Werkschau von de Vylder Vinck Taillieu in Dornbirn

Text: Aicher, Florian, Leutkirch

Auf den eigenen Lorbeeren ausruhen gilt nicht. Und so holt sich das Vorarlberger Architektur Institut, ­Repräsentant einer der lebendigsten Architekturregionen des Kontinents, Repräsentanten der derzeit vielleicht angesagtesten Newcomer-Region ins Haus: de Vylder Vinck Taillieu aus Flandern.
Dornbirn, Marktstraße 33, Besprechung des Ausstellungsaufbaus im Vorarlberger Architektur Institut (vai) mit Jan de Vylder und Jo Taillieu. Genau nehmen sie den Raum in den Blick – und weil sie Architek­ten sind, heißt Ausstellen zuerst: Raum bilden. Verschiedene Konzepte spielen sie durch, und abweichend vom vertikalen Eingriff bei ihrer Werkschau kürzlich in Antwerpen wollen sie hier den Raum auf einer horizontalen Ebene „fluten“, mit Fotos, Modellen, Zeichnungen und eigenen Möbeln.

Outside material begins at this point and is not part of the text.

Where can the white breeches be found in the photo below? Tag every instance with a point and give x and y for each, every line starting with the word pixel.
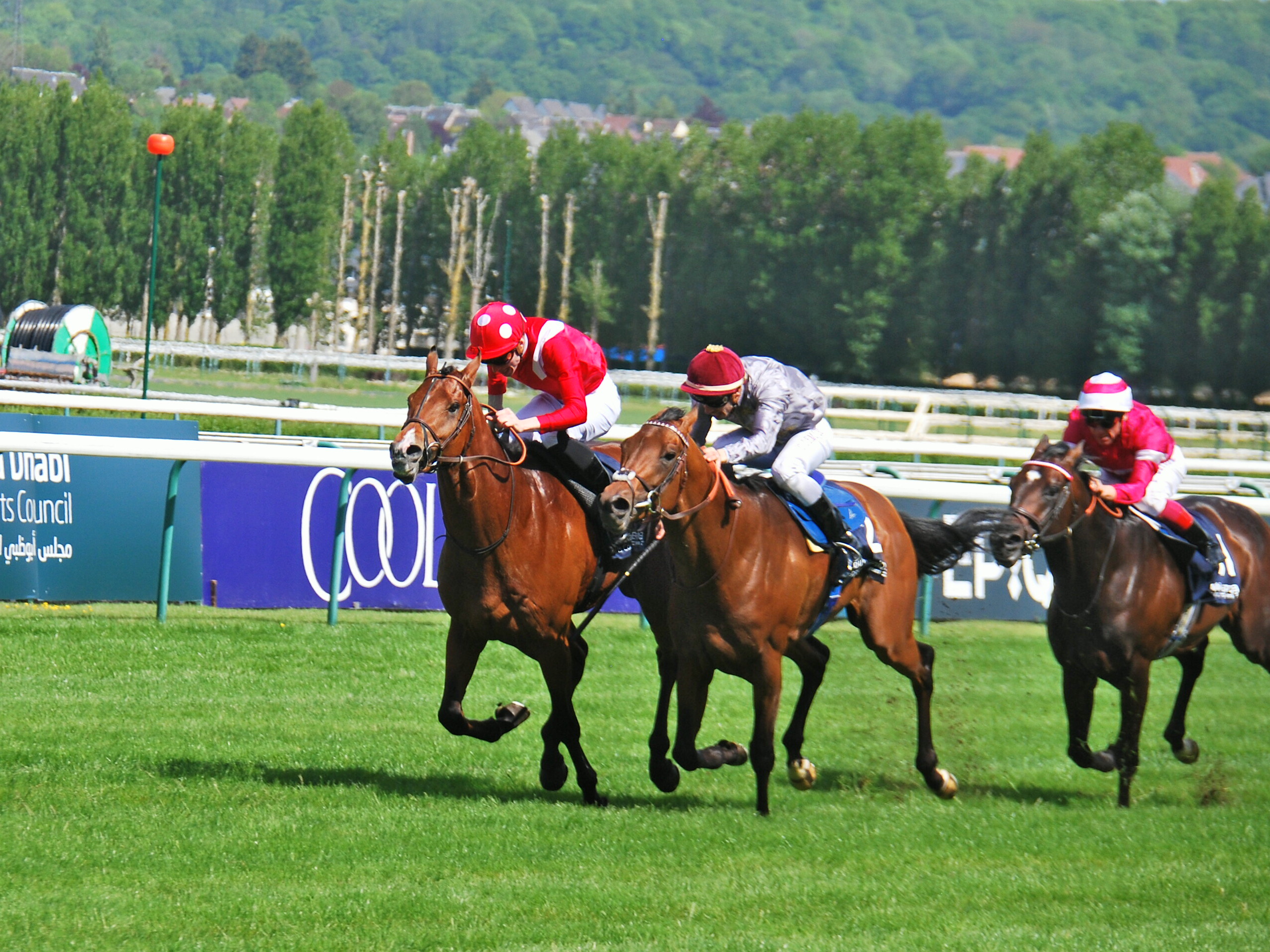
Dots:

Seit rund zehn Jahren ist Flandern aus dem Architektur-Dornröschenschlaf erwacht – dokumentiert durch die Berufung eines „Vlaams Bouwmeester“, eines Regierungsarchitekten, der als Katalysator der Begegnung von Architekten und Bauherren fungieren soll. Dazu gesellte sich das Vlaams Architekturinstituut (das mit den selben Buchstaben wie die Vorarlberger kürzelt: VAi). „Entscheidend ist das Engagement Einzelner“, so Peter Swinnen, der amtierende Vlaams Bouwmeester, „Engagement nicht von oben, wie etwa in den Niederlanden, sondern von unten, von der Basis. Eine sehr flämische Entwicklung.“
Vielleicht stehen de Vylder Vinck Taillieu aus Gent speziell für diesen Aufbruch und die Besonderheit in Flandern. Seit etwa zehn Jahren sind die
um 1970 Geborenen als Architekten selbständig, begegneten sich zuvor schon in anderen Büros (Bauwelt 41.09); seit zwei Jahren sind Jan de Vylder, Inge Vinck und Jo Taillieu ein festes Team. Ihr Werkverzeichnis führt etwa dreißig realisierte Projekte, eben­so viele ausgearbeitete Planungen. Mit dem Mo­dell eines Wohnhauses für die Mongolei, als Beitrag zu Ai Weiweis Projekt Ordos 100 entstanden, vertraten sie ihre Region auf der Biennale in Venedig 2010. Dieses Modell ist eine Collage, eine Durchdringung oder vielmehr: eine Karambolage mehrerer Häuser – und bezeichnet so etwas für das Büro Typisches. In zweierlei Hinsicht: Die überwiegende Zahl der Projekte sind „Häuser“, dem Wohnen und priva­ten Tun gewidmet. Und bei rund zwei Dritteln davon handelt es sich um Umbauten, Erweiterungen, Ergänzungen – Fortschreibungen von Vorgefundenem also. Was wiederum flämische Tradition ist: weitgehend privat geprägtes Bauen, situativ, kleinmaßstäblich.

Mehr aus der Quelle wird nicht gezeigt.